Anggota DPR Ajak Muhammadiyah Berjihad di Parlemen

Muhammadiyah sedang mengincar tiga UU yang akan dimohonkan untuk dibatalkan ke MK.

ALI
Bacaan 2 Menit

Sebelumnya, Ketua Majelis Hukum PP Muhammadiyah Syaiful Bakhri mengutarakan bahwa judicial review ke MK adalah jalan terakhir. Ia mengatakan Muhammadiyah kerap menyampaikan kritik pada saat perdebatan di parlemen seperti saat perumusan UU Ormas.

“Tapi pembuat UU masih saja tidak memperhatikan catatan-catatan kecil yang kami sampaikan. Ini karena mereka ada akselerasi politik, jadi tidak mendapatkan respon. Akhirnya, perjuangan terakhirnya di MK,” ujarnya ketika diwawancarai pada awal Mei lalu.

Incar Tiga UU
Dalam diskusi Talks! Hukumonline, Ibnu Sina yang mewakili Muhammadiyah menceritakan ihwal awalnya gerakan ‘jihad konstitusi’ ini. Awalnya, pada Muktamar 1 Abad Muhammadiyah di Yogyakarta pada 2010, ada amanat untuk majelis hukum Muhammadiyah untuk melakukan serangkaian pembelaan terhadap Pasal 33 UUD 1945 yang kerap diacuhkan dalam pembuatan UU, khususnya di bidang ekonomi.

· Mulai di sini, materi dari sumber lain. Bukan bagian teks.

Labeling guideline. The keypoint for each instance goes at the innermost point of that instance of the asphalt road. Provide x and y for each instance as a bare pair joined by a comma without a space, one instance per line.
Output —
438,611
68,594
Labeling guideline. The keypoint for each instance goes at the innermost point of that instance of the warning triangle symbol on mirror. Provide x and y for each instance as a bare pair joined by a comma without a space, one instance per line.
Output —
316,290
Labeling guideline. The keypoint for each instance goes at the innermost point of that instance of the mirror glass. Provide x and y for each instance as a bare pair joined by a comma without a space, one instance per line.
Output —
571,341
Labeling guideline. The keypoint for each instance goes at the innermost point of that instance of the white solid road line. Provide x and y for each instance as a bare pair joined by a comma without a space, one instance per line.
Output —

“Lalu, dilakukan riset, bahkan ada yang menulis disertasi bahwa ada 115 undang-undang yang dianggap melanggar UUD 1945, khususnya Pasal 33. Muhammadiyah lalu menyusun gerakan pencerahan ini. Kemudian, mengajukan judicial review UU Migas pada 2012,” ujarnya.

Singkat cerita gerakan ini mendapat dukungan dari organisasi masyarakat dan tokoh-tokoh bangsa, sehingga akhirnya permohonan dikabulkan MK. “Nah, setelah putusan UU Migas ini terlontar istilah jihad konsitusi oleh Pak Din Syamsuddin (Ketua Umum PP Muhammadiyah,-red),” ujarnya.

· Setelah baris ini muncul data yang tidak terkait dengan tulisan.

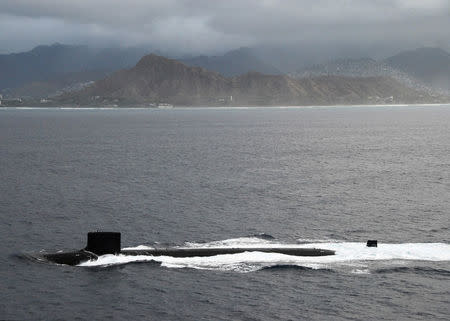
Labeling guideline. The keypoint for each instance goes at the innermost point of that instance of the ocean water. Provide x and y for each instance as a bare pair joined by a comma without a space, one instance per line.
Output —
314,177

Lalu, berturut-turut ada UU No.44 Tahun 2009 tentang Rumah Sakit, UU Ormas, dan UU Sumber Daya Air yang dibawa ke MK dan akhirnya permohonan itu dikabulkan.

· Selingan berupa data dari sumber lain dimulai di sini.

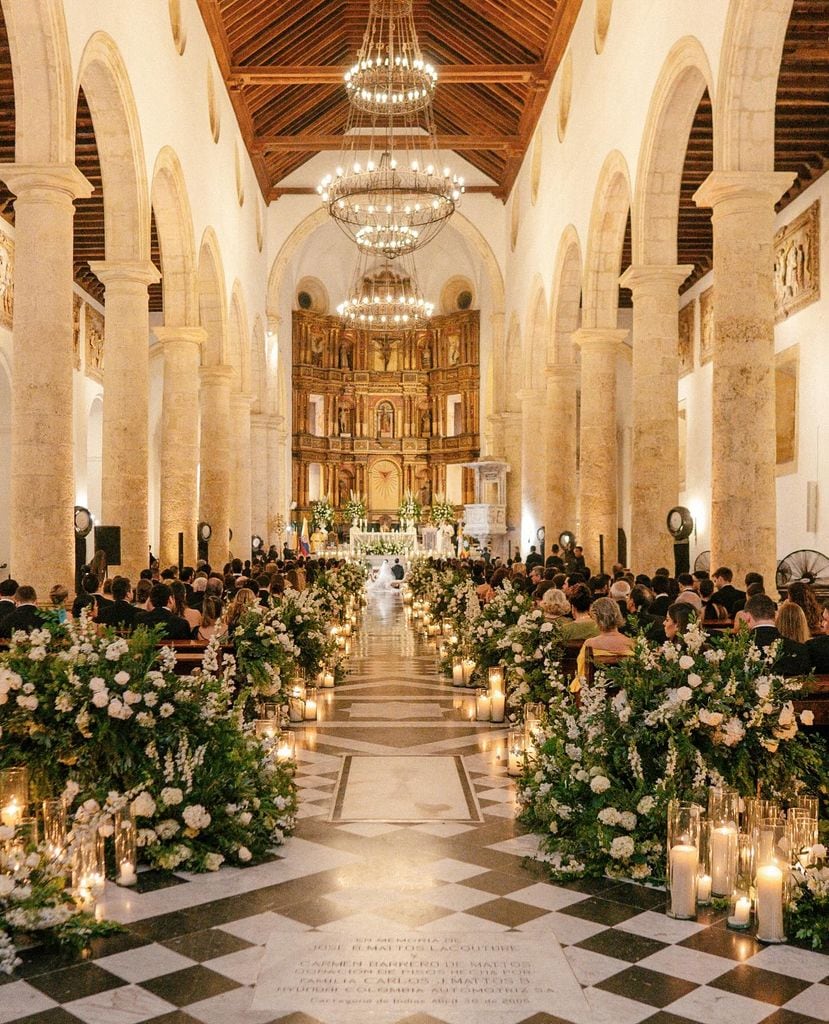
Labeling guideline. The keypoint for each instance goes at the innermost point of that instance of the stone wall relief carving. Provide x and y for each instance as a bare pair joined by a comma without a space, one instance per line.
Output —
797,263
94,325
6,280
706,326
686,339
77,309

Ibnu Sina mengutarakan bahwa dari 115 undang-undang yang dinilai menabrak konstitusi, Muhammadiyah sudah menyaringnya beberapa UU jantung yang dinilai sangat signifikan. “Ada tiga yang sekarang kami sasar, UU Penanaman Modal, UU Ketenagalistrikan dan UU Lalu Lintas Devisa,” ujarnya.

Kepala Pusat Bantuan Hukum Badan Koordinasi Penanaman Modal (BKPM) Riyatno menilai perlunya adanya kesepahaman bersama pentingnya investasi bagi Indonesia. “Daripada beli barang jadi, mending undang investornya ke Indonesia. Itu juga bisa menciptakan lapangan pekerjaan,” tuturnya.

Riyatno mengatakan bahwa semua negara di dunia membutuhkan investasi dari luar negeri. “Bahkan, Amerika Serikat sekalipun juga butuh investasi asing,” ujarnya.

Lebih lanjut, ia mengatakan bahwa dalam investasi, ada prinsip non diskriminasi yang dianut oleh negara-negara di dunia. “Pemerintah nggak boleh melakukan diskriminasi baik terhadap perusahaan nasional maupun asing,” pungkasnya.